La stratégie préconisée entend assurer un avenir «financièrement durable» pour le secteur durement touché par la pandémie, qui a annihilé le trafic à cause des confinements et restrictions à l’activité. Le rapport explique que l’agence publique Great British Railways «intègrera» les différentes lignes, collectera les paiements, établira les horaires et la tarification» afin de «rationaliser» un système éclaté.

«Colmatage»

Le rapport prévoit toutefois de conserver «un rôle substantiel (...) pour le secteur privé» car Great British Railways passera des contrats avec des partenaires privés pour faire rouler les trains, un modèle déjà utilisé notamment par Transport for London, l’équivalent britannique de la RATP. «Je suis un fervent défenseur du rail mais pendant trop longtemps les passagers n’ont pas eu le niveau de service qu’ils méritent», a commenté le Premier ministre Boris Johnson, cité dans un communiqué.

Le ministre des Transports Grant Shapps a pour sa part estimé que la compagnie Great British Railways (GBR) «marquera l’avènement d’une nouvelle ère dans l’histoire des lignes de chemins de fer» britanniques. Interrogé jeudi sur la chaîne de télévision Sky News, le ministre conservateur a estimé que le système actuel est «trop compliqué» mais qu’il ne veut pas revenir au temps du rail nationalisé non plus: «nous avions un nombre de passagers en baisse et des stations qui fermaient».

«Le secteur privé gèrera les concessions, les trains, mais sera payé pour que ces trains arrivent à l’heure, les garder propres, et une seule organisation vous vendra les tickets et gèrera les horaires», a-t-il détaillé. Il présentera sa réforme au Parlement britannique dans la matinée. GBR ne sera pas opérationnelle avant 2023 même si certains points de réforme vont entrer en vigueur dès cet été, à l’instar des tickets saisonniers flexibles.
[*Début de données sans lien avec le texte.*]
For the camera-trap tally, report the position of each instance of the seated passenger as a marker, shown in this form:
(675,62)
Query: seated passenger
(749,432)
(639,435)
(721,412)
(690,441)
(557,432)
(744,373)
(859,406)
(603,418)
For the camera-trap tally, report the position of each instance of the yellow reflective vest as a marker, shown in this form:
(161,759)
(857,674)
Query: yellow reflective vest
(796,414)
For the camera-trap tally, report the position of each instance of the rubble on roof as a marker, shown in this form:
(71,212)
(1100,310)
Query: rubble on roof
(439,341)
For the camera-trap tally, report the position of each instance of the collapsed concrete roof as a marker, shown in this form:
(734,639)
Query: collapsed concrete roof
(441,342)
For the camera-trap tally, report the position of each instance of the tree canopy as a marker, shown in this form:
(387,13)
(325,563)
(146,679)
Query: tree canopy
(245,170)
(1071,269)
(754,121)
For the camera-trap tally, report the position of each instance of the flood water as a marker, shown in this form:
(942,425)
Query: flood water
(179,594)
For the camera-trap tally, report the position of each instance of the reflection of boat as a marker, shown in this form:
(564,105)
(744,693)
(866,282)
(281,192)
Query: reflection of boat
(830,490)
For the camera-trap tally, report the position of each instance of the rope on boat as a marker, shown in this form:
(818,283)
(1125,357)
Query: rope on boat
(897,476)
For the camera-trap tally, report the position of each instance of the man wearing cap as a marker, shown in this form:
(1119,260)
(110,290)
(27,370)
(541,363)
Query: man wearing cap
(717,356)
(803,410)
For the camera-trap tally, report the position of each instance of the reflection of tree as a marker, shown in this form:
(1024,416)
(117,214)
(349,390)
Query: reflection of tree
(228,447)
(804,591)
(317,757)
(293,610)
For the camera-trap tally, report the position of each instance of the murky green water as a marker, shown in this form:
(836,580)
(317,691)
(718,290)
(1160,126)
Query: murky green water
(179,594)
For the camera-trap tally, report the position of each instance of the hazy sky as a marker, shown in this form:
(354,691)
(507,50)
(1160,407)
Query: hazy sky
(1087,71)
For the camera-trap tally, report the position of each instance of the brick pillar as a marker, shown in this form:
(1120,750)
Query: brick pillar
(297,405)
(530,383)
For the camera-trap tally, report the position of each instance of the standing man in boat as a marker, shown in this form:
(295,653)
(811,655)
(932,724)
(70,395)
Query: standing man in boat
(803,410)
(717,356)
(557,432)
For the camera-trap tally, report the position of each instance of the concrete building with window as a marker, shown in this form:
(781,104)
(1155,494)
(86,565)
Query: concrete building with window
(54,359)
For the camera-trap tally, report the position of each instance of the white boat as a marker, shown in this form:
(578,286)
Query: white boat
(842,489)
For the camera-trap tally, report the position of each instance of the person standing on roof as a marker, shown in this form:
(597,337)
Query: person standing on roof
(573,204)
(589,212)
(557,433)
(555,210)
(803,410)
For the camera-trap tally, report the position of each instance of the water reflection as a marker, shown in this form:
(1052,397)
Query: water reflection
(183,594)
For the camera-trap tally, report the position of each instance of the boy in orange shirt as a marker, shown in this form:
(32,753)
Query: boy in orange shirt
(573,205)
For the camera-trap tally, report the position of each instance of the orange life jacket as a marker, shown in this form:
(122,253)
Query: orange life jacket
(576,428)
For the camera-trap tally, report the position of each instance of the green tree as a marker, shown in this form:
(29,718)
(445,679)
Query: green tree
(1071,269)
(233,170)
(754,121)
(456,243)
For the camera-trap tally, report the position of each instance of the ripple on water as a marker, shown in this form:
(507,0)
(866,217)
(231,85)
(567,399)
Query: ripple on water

Manuel Cortes, secrétaire général du syndicat d’employés des transports TSSA, a qualifié le rapport de «colmatage», estimant qu’»un modèle fondé sur des contrats d'exploitation se traduira par une fuite des fonds provenant des passagers et des contribuables sous forme de dividendes pour les actionnaires». Les problèmes du rail, ancien fleuron britannique à l’origine de la révolution industrielle, durent depuis des années et en janvier 2020, Boris Johnson avait annoncé la nationalisation de lignes dans le nord de l’Angleterre avant de prendre le contrôle effectif temporaire de toutes les lignes du fait de la pandémie.

Réactions mitigées

Les résultats de la privatisation sont très controversés. Les travaillistes, qui ont milité en 2019 pour la nationalisation du secteur, et les syndicats mettent en avant les surcoûts, retards et inefficacités liés au découpage de l’exploitation. Les Chambres de commerce britanniques (BCC) saluent la «reconnaissance du besoin d’investissements provenant du secteur privé» tout en appelant à donner des services «fiables qui leur donnent confiance pour voyager par rail, avec des tarifs flexibles et plus abordables».

Richard Wellings, directeur pour les transports au centre de réflexion pro-libre-échange Institute of Economic Affairs, estime que la «nouvelle structure du secteur va conserver un fort degré de complexité et de fragmentation, ce qui laissera les coûts élevés pour les contribuables, tout en limitant les bénéfices de la concurrence». Cette organisation libérale prône une privatisation plus totale, incluant les lignes elles-mêmes, avec la fermeture de celles qui ne sont pas rentables.